Materials and Methods
DNA samples from 357 CRCs were evaluated for MSI using the 5 microsatellite markers recommended for the NCI assay (BAT 25, BAT26, D2S123, D5S346, and D17S250). Results were compared with a simplified 3-marker assay (BAT25, BAT26, and D2S123). CRCs identified as MSI were evaluated for their clinical, pathological, and genetic characteristics.
Results
The 5-marker assay identified 96 cancers as MSI. Only 56 of these were MSI by the 3-marker assay (3-marker+ group), leaving 40 cases identified as MSI only by NCI criteria (3-marker− group). The remaining 261 cancers were microsatellite stable (MSS). The 3-marker+ MSI tumors had features characteristic of MSI tumors: more proximal, poorly differentiated, associated with hereditary nonpolyposis colorectal cancer (HNPCC), more BRAF mutations, fewer KRAS mutations, better 5-year disease-specific survival, more frequent mismatch repair (MMR) protein loss, and less likely to be metastatic on presentation (P < .05).

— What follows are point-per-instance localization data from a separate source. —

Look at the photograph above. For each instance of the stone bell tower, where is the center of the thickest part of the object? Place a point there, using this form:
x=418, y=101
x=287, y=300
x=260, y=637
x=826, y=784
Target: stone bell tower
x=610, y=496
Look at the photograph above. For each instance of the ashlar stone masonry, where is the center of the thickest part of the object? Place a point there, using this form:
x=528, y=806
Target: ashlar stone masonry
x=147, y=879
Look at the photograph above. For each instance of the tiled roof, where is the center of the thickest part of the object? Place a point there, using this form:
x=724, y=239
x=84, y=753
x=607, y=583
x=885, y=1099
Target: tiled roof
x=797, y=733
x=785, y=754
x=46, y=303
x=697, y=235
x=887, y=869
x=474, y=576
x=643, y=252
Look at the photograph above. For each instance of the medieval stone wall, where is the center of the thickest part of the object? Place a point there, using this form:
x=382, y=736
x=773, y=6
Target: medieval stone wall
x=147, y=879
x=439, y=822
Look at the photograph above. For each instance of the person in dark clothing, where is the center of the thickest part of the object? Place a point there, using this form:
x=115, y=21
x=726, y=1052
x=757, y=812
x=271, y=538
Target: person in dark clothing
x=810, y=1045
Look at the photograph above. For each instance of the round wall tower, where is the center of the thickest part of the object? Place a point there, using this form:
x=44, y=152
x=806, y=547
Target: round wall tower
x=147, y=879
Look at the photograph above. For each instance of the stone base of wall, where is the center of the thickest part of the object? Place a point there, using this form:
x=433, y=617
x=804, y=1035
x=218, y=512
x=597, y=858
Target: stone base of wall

Chromosomal arm loss was observed only in 3-marker− MSI and MSS cancers (P < .05).
Conclusion
The 3-marker MSI assay outperforms the traditional 5-marker assay for identifying patients with favorable prognosis and homogeneous clinical and genetic features. More accurate MSI testing should improve prognostic and predictive scoring systems for colorectal cancer.